One of my favorite things when reading a mystery is not being able to figure it all out, but enjoying getting to the destination and finding the clues spread out behind me and realizing all I was missing was the right perspective. Dark Tide, though a YA thriller, has that sense in abundance, with not just one, but two major turns that threw me for a loop but gave that sense of hindsight.

Obviously, I'm not going to put any spoilers in this review. The basic set-up is this - Ricky, a young man from a poor family who has an upcoming swimming scholarship for school that won't cover everything, drops his plans for a summer job with his father on almost no notice to take a job as a lifeguard at the Mermaid Inn for the summer.
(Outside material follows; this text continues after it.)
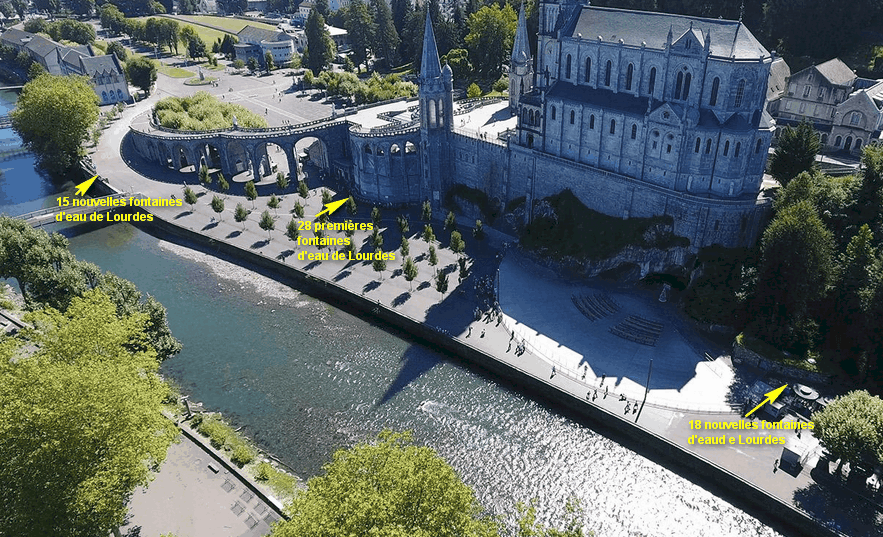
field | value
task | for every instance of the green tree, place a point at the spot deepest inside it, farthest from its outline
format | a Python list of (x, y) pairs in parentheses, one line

The Mermaid Inn is in a small town with no lack of secrets - not the least of which is what happened to last year's lifeguard, a young man very much like Ricky who simply vanished.

Herren skillfully plays with reader expectations here, leading you one way only to turn you another, and there are revelations throughout Dark Tide that delivered shocks to the system. Again, with a bit of reader hindsight, I was left smiling and pleased at the surprises.

Character is king here. Ricky is pretty quick to realize nothing - and especially no one - is exactly as first appearances would lead him to believe. And throughout it all, there's the biggest question of all: what happened to the last young man in his position?